Two Reasons Why Central Ohio Rents Continue to Rise
Digested From "Apartments in Central Ohio Trend Toward High End"
Columbus Dispatch (07/29/14) Young, Liz

By the end of December, central Ohio is expected to have added more than 7,500 new apartments since Jan. 1, 2013. With all this new construction, one might imagine that rents would decline. Analysts, though, say that average rents are still expected to climb this year and vacancy rates are on pace to move up only slightly. At least two housing trends are having a major influence. One, the deep recession of the past decade pushed many to rent instead of own. Second, many apartments are being built in urban areas that carry a premium on rates, helping to boost overall averages. The market for those apartment communities consists primarily of Millennials, empty-nesters, and Baby Boomers, notes Rob Vogt, a partner at the property research firm Vogt Santer Insights. Vogt remarks, "The interesting thing about it is that some of [the people renting] don't particularly look at some of the other renters' choices out there. Millennials have been wanting to accept these higher rents." Still, as development of apartments continues, supply could be exceeding demand in the Columbus metro area. A Marcus & Millichap study forecasts that the vacancy rate for apartments in and around Columbus will climb to 5 percent in 2014 from about 4 percent a year earlier. Researchers attribute that increase partly to the completion of 3,830 apartments last year and the projected completion of 3,770 more rental units this year. Jordan Marshall, an associate at Marcus & Millichap's Columbus office, concludes, "There’s a lot more apartments coming online, and because so many are being added, obviously some of those get absorbed. But naturally, as you build more and more, there are going to be more vacant apartments."

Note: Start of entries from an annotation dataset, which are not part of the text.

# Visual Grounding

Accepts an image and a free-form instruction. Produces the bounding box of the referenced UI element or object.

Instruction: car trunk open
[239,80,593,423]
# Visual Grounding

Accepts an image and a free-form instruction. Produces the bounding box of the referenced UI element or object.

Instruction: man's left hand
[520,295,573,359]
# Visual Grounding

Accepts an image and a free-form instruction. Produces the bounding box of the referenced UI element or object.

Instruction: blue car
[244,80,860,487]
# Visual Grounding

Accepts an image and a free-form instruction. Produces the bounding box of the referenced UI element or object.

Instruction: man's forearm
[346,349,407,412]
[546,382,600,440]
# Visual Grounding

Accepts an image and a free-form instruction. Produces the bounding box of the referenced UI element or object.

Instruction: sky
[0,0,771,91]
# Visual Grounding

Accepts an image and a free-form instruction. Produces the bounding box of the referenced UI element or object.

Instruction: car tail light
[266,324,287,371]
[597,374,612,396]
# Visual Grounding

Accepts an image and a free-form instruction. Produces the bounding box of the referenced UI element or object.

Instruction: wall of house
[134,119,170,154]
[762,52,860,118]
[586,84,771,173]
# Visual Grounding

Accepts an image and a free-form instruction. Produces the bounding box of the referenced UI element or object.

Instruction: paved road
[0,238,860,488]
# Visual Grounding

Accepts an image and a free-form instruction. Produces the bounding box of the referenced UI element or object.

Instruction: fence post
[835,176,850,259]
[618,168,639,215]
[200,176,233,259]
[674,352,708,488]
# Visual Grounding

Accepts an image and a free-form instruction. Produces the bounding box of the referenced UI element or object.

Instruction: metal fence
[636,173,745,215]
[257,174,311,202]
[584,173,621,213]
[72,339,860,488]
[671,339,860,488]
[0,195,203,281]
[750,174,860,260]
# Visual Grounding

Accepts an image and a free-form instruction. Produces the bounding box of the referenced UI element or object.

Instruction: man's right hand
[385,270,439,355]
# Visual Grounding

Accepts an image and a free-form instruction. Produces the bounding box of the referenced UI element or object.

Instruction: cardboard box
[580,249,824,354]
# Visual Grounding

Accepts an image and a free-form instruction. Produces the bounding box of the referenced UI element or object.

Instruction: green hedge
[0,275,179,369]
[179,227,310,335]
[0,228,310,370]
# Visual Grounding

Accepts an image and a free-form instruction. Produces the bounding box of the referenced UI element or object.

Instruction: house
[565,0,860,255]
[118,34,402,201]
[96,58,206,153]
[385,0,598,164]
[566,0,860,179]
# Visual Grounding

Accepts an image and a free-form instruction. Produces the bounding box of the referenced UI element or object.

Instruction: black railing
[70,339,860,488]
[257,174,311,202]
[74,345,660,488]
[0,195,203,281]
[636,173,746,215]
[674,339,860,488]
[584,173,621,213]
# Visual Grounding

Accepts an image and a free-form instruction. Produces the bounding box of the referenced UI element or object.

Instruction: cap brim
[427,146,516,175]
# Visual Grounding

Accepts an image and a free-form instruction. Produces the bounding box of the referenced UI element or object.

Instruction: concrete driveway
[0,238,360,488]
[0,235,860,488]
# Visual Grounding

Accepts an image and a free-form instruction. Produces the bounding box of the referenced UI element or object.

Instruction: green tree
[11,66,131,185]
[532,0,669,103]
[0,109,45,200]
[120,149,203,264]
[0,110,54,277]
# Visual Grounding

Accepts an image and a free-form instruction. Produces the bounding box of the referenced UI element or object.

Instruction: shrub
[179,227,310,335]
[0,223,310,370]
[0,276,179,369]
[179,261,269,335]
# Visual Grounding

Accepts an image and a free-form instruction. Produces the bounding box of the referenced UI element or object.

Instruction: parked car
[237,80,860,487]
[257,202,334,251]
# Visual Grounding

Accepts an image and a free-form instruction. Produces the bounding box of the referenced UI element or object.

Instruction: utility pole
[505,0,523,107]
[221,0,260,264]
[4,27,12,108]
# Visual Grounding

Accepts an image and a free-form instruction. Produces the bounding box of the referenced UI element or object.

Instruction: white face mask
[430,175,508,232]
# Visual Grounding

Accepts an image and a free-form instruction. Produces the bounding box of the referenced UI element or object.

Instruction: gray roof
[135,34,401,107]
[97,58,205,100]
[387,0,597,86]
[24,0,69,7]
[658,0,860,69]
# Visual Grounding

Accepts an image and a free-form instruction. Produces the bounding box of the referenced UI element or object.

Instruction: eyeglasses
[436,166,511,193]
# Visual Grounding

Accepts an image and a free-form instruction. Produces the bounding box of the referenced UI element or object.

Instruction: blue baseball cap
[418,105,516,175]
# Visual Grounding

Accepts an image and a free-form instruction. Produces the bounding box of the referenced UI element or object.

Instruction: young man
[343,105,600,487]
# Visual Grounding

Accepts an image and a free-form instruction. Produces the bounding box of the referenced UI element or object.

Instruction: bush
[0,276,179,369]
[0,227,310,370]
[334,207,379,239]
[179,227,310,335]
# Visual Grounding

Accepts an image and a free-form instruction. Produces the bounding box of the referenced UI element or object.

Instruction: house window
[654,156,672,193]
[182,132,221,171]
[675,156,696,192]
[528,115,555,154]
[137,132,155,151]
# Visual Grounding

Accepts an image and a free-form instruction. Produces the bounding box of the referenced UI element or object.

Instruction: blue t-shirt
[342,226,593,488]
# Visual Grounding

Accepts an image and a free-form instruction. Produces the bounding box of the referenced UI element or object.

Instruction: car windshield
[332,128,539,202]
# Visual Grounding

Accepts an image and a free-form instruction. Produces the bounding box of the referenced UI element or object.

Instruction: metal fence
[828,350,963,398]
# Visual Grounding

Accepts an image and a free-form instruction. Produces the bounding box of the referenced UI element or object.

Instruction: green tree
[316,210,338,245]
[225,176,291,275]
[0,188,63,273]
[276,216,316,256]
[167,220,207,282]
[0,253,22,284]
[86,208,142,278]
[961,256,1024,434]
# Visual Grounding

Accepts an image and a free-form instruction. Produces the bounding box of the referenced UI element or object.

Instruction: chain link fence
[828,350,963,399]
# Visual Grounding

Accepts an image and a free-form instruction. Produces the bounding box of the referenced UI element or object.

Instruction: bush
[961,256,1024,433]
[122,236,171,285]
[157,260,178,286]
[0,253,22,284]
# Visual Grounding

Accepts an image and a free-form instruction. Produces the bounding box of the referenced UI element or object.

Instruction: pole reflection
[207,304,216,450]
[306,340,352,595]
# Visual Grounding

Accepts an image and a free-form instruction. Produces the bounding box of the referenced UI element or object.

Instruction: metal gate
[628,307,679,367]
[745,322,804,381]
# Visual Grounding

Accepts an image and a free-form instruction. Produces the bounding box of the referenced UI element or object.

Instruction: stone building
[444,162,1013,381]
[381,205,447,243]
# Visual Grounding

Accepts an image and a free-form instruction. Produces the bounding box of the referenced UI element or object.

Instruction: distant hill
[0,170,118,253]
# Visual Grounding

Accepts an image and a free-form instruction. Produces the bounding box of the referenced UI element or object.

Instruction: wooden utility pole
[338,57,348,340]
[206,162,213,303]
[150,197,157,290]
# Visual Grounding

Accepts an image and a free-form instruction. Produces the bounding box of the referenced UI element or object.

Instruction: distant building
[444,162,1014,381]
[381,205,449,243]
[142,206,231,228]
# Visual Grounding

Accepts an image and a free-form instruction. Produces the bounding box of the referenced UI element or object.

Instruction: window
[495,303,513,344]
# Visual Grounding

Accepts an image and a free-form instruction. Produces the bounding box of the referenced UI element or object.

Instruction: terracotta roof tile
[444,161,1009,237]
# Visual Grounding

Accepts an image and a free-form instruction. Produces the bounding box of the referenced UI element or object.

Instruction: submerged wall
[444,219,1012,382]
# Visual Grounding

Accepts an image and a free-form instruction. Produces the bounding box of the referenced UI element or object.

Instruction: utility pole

What Is Fueling America's Urban Renaissance?
Digested From "Sizzling Tech Economy Is Fueling Urban Renaissance"
USA Today (07/30/14) Zuckerman, Sam

The hot tech sector is feeding an urban renaissance in some of America's top cities. With the digital revolution expanding, technology has become a fountain of job creation that is driving redevelopment of once-blighted urban cores. For lower-income residents and the squeezed middle class, however, skyrocketing rents and home prices are pushing some urban markets out of reach. Rents in the top 10 biggest U.S. metro areas where Internet and computer occupations play the largest role in the local economy increased 8 percent in the 12 months ended June 2014 -- nearly 40 percent faster than the gain in other urban areas, reports Trulia. Among the winners in the new digital gold rush so far have been New York, San Francisco, Seattle, Austin, and New Orleans.

The trend marks a reversal from the early days of computers and information technology, when growth was centered in such sprawling suburban areas as Silicon Valley and Route 128 outside of Boston. In the last five years, for example, San Francisco's rate of tech job creation has far outpaced Silicon Valley's. Even companies firmly rooted in suburban areas, like Google and Apple, are offering free daily bus or van commutes to employees who prefer city living. Finally, to attract the young and the hip, more and more companies headquartered in the suburbs have expanded their city offices.

Metro Denver's Tight Housing Market Puts a Squeeze on Rentals
Digested From "Metro Denver's Tight Housing Market Puts a Squeeze on Rentals"
Denver Post (08/03/14) Svaldi, Aldo

Apartment seekers and those who currently rent are feeling the squeeze in and around Denver, with the metro area's increasingly constricted housing market. Higher home prices and quicker sales times have resulted in a bigger number of apartment owners cashing out, leaving less housing for lease and pushing up monthly rents. Real Property Management Colorado, for instance, began 2014 with approximately 1,600 homes for rents in its portfolio and is now down to 1,300. Meanwhile, Metro Denver's inventory of homes for sale as of the end of this year's second quarter was a low 7,458 and homes were only taking 27 days on average to sell, notes a Coldwell Banker study. That contrasts with 10,438 homes for sale and an average turnover time of 35 days a year earlier. Back then, that was considered an abnormally tight market. Exacerbating the tight inventory is Denver's ongoing popularity with young adults from other states. More young people are also moving out of their family homes as the economy improves and the unemployment rate drops. Ron Throupe, an associate professor at the University of Denver's Burns School of Real Estate and Construction Management, observes, "If you want anything other than your standard apartment, inventory is miserable." He predicts that many of those seeking rental housing will be forced into apartments even though some prefer houses to apartments because of the greater privacy they provide and their lower cost per square foot, among other reasons. While rents are on the rise locally, apartment owners cannot name their price.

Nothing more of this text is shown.